A structured set of objections, weighed in public.

Desk editor's note, referee report, simulated authors' rebuttal, and a circularity audit. Tearing a paper down is the easy half of reading it; the pith above is the substance, this is the friction.

Desk Editor's Note private letter to a colleague

This paper gives a linear upgrade from projective to metric for camera pairs with unknown focal lengths, plus a simple axis-ordering check for correspondences, and reports rotation error close to Kruppa.

read the letter

The paper's main offering is a linear solver that takes a known projective reconstruction of a camera pair and produces the metric version when only the two focal lengths are unknown. They derive two mirror-image solutions, state theorems on their viewing-direction relations, and use cheirality to pick the correct one. They also add a correspondence filter that checks whether matched points keep the same order along the image x and y axes, and they fold the pair results into a pipeline using rotation averaging and focal-length averaging for unordered architectural image sets. The reported median rotation error of 3.49° is slightly better than the Kruppa baseline at 3.77°, which is a reasonable outcome for staying linear. The ordering test is evaluated on precision and recall and appears to clean matches in both architectural and general scenes. These pieces are presented as new relative to the cited baselines. The work stays within its stated assumptions and does not claim broader applicability. The central limitation is that performance figures are given without dataset details, trial counts, or error bars, so the numbers are hard to assess from the abstract alone. The method also requires a good projective reconstruction up front and known values for all other intrinsics, which narrows where it can be dropped in. This is aimed at people building practical reconstruction pipelines for scenes like buildings, where pair-wise linear steps and simple match verification could save time. A reader working on multi-view geometry tools might find the linear formulation or the ordering test worth trying. It deserves peer review because the claims are scoped, the comparisons are direct, and the ideas are concrete enough for referees to check the derivations and run their own tests.

Referee Report

2 major / 1 minor

Summary. The paper claims a linear method to upgrade a known projective reconstruction of a camera pair (unknown distinct focal lengths, other intrinsics known) to metric form by recovering two mirror configurations disambiguated via cheirality, supported by two theorems on their spatial relations and viewing directions. It also presents a geometric verification technique for rejecting erroneous correspondences based on consistent ordering along image axes, evaluates this via precision/recall, and integrates the pair-wise metric reconstructions into a multi-view pipeline using rotation averaging and focal-length averaging. Performance is reported as comparable to Kruppa equations plus 5-point algorithm (median rotation error 3.49° vs 3.77°).

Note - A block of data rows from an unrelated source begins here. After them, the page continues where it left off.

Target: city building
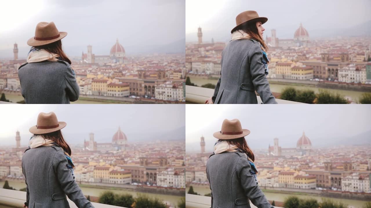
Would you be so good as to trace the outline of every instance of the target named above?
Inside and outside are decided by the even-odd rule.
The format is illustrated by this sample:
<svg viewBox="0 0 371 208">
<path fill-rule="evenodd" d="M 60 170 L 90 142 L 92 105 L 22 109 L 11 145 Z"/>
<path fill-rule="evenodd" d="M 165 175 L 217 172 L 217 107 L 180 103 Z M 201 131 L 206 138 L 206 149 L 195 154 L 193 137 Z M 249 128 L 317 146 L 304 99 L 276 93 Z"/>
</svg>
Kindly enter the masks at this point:
<svg viewBox="0 0 371 208">
<path fill-rule="evenodd" d="M 343 177 L 341 180 L 341 190 L 351 192 L 371 193 L 370 175 L 354 173 Z"/>
<path fill-rule="evenodd" d="M 294 188 L 295 188 L 315 189 L 316 186 L 315 175 L 296 175 L 294 177 Z"/>
<path fill-rule="evenodd" d="M 157 185 L 163 187 L 186 187 L 186 176 L 184 171 L 169 168 L 158 173 Z"/>
</svg>

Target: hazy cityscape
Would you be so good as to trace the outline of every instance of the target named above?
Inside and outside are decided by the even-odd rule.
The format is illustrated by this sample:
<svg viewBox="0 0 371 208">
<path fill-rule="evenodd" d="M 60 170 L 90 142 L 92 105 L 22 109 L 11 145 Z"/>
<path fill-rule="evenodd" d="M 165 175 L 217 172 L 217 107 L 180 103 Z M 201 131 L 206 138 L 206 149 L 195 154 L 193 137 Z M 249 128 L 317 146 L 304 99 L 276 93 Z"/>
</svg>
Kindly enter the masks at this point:
<svg viewBox="0 0 371 208">
<path fill-rule="evenodd" d="M 241 6 L 247 3 L 237 0 L 234 2 Z M 345 1 L 338 3 L 339 6 L 331 12 L 336 11 L 332 16 L 334 23 L 344 19 L 341 11 L 346 9 Z M 192 3 L 194 2 L 189 3 Z M 269 20 L 263 26 L 266 29 L 263 40 L 269 48 L 267 78 L 277 98 L 280 98 L 285 88 L 292 87 L 315 93 L 325 90 L 339 94 L 348 103 L 359 103 L 365 93 L 371 92 L 371 16 L 363 16 L 361 22 L 356 24 L 359 27 L 345 22 L 341 26 L 333 24 L 328 28 L 324 28 L 319 23 L 321 17 L 324 18 L 326 15 L 327 11 L 324 10 L 329 3 L 324 1 L 307 5 L 317 10 L 314 18 L 310 17 L 310 9 L 300 14 L 290 11 L 281 16 L 282 11 L 279 13 L 272 10 L 270 8 L 273 7 L 270 7 L 270 13 L 268 13 L 265 9 L 258 9 L 261 6 L 253 6 L 257 7 L 255 9 L 261 16 L 267 17 Z M 302 2 L 293 2 L 291 4 L 293 6 L 304 6 Z M 371 7 L 369 1 L 359 1 L 356 4 L 366 8 Z M 220 4 L 223 6 L 216 4 L 213 8 L 203 5 L 203 8 L 206 11 L 219 10 L 223 13 L 223 17 L 215 16 L 210 19 L 199 14 L 201 19 L 198 22 L 203 23 L 203 25 L 191 25 L 197 22 L 194 17 L 186 25 L 186 76 L 198 87 L 213 88 L 217 83 L 221 70 L 221 53 L 230 40 L 228 32 L 234 26 L 234 18 L 238 13 L 238 7 L 234 5 L 230 8 L 230 6 L 221 3 Z M 346 9 L 349 9 L 348 12 L 358 12 L 355 6 Z M 361 15 L 365 12 L 363 9 L 355 15 Z M 298 17 L 288 20 L 288 16 L 295 15 Z M 219 27 L 211 27 L 210 24 L 218 20 L 221 21 Z M 283 22 L 286 24 L 283 24 Z"/>
<path fill-rule="evenodd" d="M 361 208 L 371 197 L 371 132 L 365 125 L 369 118 L 362 115 L 369 114 L 370 107 L 350 111 L 352 118 L 342 115 L 341 108 L 337 105 L 321 121 L 315 121 L 329 109 L 326 106 L 307 109 L 305 113 L 302 107 L 289 107 L 289 111 L 281 109 L 283 113 L 277 114 L 278 117 L 275 115 L 264 124 L 265 118 L 255 116 L 263 108 L 243 105 L 220 108 L 221 115 L 214 116 L 212 122 L 202 124 L 210 119 L 215 109 L 187 106 L 187 112 L 191 113 L 187 113 L 186 122 L 187 191 L 191 186 L 198 194 L 210 193 L 206 164 L 217 140 L 212 137 L 213 131 L 219 130 L 222 118 L 237 118 L 243 128 L 251 131 L 245 138 L 255 155 L 258 184 L 270 201 L 274 200 L 279 203 L 276 205 L 282 207 L 280 202 L 290 195 L 319 201 L 341 198 L 336 200 L 349 207 Z M 266 115 L 273 115 L 276 110 L 265 108 L 264 110 Z M 245 115 L 239 115 L 242 111 Z M 283 112 L 285 118 L 280 116 Z M 192 123 L 196 120 L 199 120 Z M 346 130 L 340 130 L 343 126 L 348 127 Z M 276 136 L 269 138 L 271 135 Z M 298 195 L 298 192 L 301 194 Z"/>
</svg>

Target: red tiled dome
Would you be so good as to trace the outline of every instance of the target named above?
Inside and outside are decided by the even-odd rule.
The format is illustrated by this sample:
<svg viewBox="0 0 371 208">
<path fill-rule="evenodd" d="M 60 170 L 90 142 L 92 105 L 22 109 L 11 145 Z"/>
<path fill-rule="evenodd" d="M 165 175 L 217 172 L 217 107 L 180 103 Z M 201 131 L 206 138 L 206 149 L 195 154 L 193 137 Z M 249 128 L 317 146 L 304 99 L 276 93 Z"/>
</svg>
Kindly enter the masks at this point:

Significance. If the linear derivation and theorems hold under the stated assumptions, the approach supplies an efficient, direct alternative to nonlinear self-calibration for camera pairs and could streamline robust reconstruction pipelines for architectural scenes; the ordering-based correspondence filter offers a simple geometric prior that may complement RANSAC-style methods.

major comments (2)

[Abstract] Abstract: the central performance claim (median ΔR = 3.49° on par with 3.77°) is presented without any dataset description, number of image pairs, or error-bar statistics, rendering the numerical comparison unverifiable and load-bearing for the assertion that the method performs on par with Kruppa + 5-point.
[Abstract] Abstract: the two theorems on mirror configurations and viewing-direction relations are announced but no derivation steps, intermediate equations, or proof outlines are supplied, so the soundness of the linear upgrade cannot be assessed from the given text.

minor comments (1)

[Abstract] Abstract: the final pipeline sentence contains a typo ('recontructions').

Simulated Author's Rebuttal

2 responses · 0 unresolved

We thank the referee for their detailed review and constructive comments. We address each major comment below.

read point-by-point responses

Referee: [Abstract] Abstract: the central performance claim (median ΔR = 3.49° on par with 3.77°) is presented without any dataset description, number of image pairs, or error-bar statistics, rendering the numerical comparison unverifiable and load-bearing for the assertion that the method performs on par with Kruppa + 5-point.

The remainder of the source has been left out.